Dass die Aufgabe bis heute nicht an Relevanz verloren hat, ist nicht verwunderlich. Eine zuverlässige Prognose der Durchlaufzeit entlastet die Fertigung durch realistische Kapazitätsplanung und hilft Lagerbestände zu reduzieren. Sie unterstützt vor- und nachgelagerte Prozesse durch verbesserte Planungssicherheit und erhöht nicht zuletzt die Kundenzufriedenheit. Das gilt auch in der Matrixproduktion.

Die Kernfragen sind: Können Verfahren zur Vorhersage der Durchlaufzeit, die für andere Fertigungssysteme entworfen wurden, auf die Matrixproduktion übertragen werden? Und welche Einflussfaktoren müssen bei welchen Bedingungen für eine Prognose berücksichtigt werden?

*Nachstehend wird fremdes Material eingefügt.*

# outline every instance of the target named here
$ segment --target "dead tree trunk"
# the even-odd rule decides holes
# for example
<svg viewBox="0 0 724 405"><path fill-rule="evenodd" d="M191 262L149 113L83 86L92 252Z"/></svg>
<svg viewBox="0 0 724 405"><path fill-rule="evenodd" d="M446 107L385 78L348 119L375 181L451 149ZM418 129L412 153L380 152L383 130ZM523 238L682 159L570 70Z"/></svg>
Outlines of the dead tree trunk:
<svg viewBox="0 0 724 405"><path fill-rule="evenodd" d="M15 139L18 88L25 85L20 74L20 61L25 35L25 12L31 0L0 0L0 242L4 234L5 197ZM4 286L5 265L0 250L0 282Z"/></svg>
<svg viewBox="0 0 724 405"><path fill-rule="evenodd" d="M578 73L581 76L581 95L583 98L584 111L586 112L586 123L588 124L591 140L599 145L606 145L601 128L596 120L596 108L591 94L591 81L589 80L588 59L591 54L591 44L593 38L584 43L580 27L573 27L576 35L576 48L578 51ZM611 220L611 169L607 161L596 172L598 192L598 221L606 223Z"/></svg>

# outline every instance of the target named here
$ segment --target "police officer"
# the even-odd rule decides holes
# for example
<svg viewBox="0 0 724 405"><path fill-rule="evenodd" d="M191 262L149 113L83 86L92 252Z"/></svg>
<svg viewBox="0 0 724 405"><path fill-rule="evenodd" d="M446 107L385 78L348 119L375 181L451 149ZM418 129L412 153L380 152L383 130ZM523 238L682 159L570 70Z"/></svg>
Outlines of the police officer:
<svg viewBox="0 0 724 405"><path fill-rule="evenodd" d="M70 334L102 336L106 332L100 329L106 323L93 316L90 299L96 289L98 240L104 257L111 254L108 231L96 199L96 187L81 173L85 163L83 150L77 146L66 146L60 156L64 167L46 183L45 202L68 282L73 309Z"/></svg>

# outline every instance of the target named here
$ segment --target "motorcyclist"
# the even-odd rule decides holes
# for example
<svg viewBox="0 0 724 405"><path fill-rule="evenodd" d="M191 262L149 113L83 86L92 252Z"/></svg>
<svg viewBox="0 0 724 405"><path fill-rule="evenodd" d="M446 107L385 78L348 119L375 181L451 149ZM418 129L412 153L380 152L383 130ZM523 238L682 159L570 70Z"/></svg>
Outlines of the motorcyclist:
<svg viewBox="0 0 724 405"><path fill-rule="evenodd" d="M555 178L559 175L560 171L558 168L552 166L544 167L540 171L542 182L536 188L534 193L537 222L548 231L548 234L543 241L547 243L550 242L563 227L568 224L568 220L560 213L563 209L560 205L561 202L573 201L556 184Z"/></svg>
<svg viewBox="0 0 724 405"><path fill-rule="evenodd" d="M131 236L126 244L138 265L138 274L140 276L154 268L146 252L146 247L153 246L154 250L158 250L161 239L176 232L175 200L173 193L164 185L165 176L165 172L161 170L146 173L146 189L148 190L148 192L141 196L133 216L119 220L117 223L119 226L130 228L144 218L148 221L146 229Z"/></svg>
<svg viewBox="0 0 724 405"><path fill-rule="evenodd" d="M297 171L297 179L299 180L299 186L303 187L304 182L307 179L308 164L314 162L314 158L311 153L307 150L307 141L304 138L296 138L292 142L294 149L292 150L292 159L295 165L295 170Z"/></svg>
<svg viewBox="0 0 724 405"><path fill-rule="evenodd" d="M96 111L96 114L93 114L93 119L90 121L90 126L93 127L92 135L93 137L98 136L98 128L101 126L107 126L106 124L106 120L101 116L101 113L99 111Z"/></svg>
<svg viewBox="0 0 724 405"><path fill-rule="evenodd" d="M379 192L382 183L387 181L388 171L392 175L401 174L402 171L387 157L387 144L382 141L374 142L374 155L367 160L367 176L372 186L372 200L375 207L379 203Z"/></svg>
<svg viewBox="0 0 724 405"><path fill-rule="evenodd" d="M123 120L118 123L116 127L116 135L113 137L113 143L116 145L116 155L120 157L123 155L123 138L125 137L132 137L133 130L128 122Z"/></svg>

Die Herausforderung: Andere Fertigungssysteme bieten einen Rahmen zur Untersuchung derartiger Fragestellungen, etwa durch feste Taktzeiten und Arbeitsabläufe. Die Matrixproduktion hingegen wurde speziell dafür entworfen, eine hohe Auslastung der Arbeitsstationen auch bei schwankenden Stückzahlen und der Fertigung von Produkten mit unterschiedlichen Anforderungen und Prozesszeiten zu gewährleisten. Sie verspricht also auch: erhöhte Komplexität durch variantenreiche Produktion, vielfältig nutzbare Prozessmodule, flexible Arbeitsverteilung und Transportwege. Der Untersuchungsraum ist damit immens. Zudem fehlen bisher praktische Erfahrungswerte.

Simulation von Fertigungssystemen

Die bestmögliche Auslegung für ein komplexes Produktionssystem finden? Das Fraunhofer IPA erstellt eine Simulation für die Fertigung, mit der das optimale Szenario berechnet werden kann.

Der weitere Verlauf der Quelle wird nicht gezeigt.